My conversations with Camila have been very interesting. I like to talk mainly about cultural differences. I could talk about several of them, but I imagine that, on a dating site, you are interested in cultural differences in dating. So let's go:
It is increasingly common for couples to share their bills when they go out. In Brazil, on the other hand, the man usually pays for the girlfriend and the couple don’t tend to go on a romantic date in groups. They don’t tend to see this as fun. On the other hand, group dates in the US are not uncommon, especially in the early stages of dating. Also, Brazilians tend to date for longer than American couples, reaching years of dating before deciding whether to marry or not.
Calling for a date
In the United States, men and women ask each other on dates. In Brazil, on the contrary, women don’t tend to invite men (although this is beginning to change, from what I knew). If a woman has an interest in a man, she lets the interest be known in some way and wait for the man to invite her to a date.

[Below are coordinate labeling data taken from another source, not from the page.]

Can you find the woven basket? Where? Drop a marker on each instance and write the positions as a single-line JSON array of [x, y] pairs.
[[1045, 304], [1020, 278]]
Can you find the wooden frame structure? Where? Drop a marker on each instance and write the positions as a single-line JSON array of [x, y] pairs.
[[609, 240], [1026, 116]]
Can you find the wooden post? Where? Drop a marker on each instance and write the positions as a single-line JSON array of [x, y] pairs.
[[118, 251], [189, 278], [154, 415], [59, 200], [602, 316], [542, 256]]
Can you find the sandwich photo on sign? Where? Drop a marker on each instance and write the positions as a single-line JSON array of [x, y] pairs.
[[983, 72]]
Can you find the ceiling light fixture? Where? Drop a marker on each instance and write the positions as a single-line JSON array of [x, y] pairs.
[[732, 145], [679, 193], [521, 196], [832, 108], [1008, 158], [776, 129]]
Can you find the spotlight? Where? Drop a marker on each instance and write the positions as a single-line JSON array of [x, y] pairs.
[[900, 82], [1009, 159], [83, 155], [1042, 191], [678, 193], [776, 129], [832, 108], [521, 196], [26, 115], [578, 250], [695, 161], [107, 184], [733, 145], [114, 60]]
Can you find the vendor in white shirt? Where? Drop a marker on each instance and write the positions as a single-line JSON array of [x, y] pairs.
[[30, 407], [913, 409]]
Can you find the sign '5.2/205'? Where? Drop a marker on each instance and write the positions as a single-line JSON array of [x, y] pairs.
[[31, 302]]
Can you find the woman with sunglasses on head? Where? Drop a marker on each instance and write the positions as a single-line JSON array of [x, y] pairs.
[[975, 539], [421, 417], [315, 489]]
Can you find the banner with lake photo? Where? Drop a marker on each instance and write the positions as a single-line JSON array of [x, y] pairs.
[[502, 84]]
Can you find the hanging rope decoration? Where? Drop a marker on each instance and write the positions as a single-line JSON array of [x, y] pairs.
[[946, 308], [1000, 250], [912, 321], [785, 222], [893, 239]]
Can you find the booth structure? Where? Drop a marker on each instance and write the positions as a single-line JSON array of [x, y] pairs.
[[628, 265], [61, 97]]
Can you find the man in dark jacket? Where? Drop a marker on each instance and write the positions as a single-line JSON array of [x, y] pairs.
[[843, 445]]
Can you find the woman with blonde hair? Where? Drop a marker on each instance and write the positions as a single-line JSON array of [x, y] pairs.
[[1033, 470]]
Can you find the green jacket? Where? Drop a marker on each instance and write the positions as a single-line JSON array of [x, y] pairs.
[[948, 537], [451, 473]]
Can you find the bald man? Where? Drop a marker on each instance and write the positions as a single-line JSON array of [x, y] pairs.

Calling the relatives brother-in-law / sister-in-law / father-in-law / mother-in-law
This one is really weird, but she said is not everyone that does that. In the United States people only use these terms after they get married. While they're dating, NEVER. In Brazil, people are not even dating and already calling relatives of their beloveds like that.
The interpersonal contact
I already talked a little about this in my previous post. Camila said that in Brazil any situation is a reason to chat. It can be in the subway line on, or at the cash desk at the supermarket - there is always someone to talk about subjects ranging from meteorology to soccer. The person can already arrive slapping you on the back, dividing packets of snacks and still saying good-bye with a kiss on the cheek. Consequently, virtually every moment is an opportunity to meet someone new and to laugh.
Here in the United States the situation is quite different. People cherish a lot their space and individuality. In the supermarket line, don’t even dare to look at the person in front of you, or this will be taken as "weird". The usual Brazilian hugs and kisses are nonexistent here, even among friends. Depending on the environment, you need a pre-set set of questions to start a conversation: where are you from, what are you studying and what is your class? If, on the one hand, the American formality can be useful to avoid inconvenient people, on the other, I like this Brazilian "heat."
But let's not forget the similarities
Despite all these cultural differences that influence dating habits, human beings tend to pursue the same kinds of things in the people they date. And the social networking sites help a lot. They help us find people who like the same things as us. So that’s why I’m loving all that experience.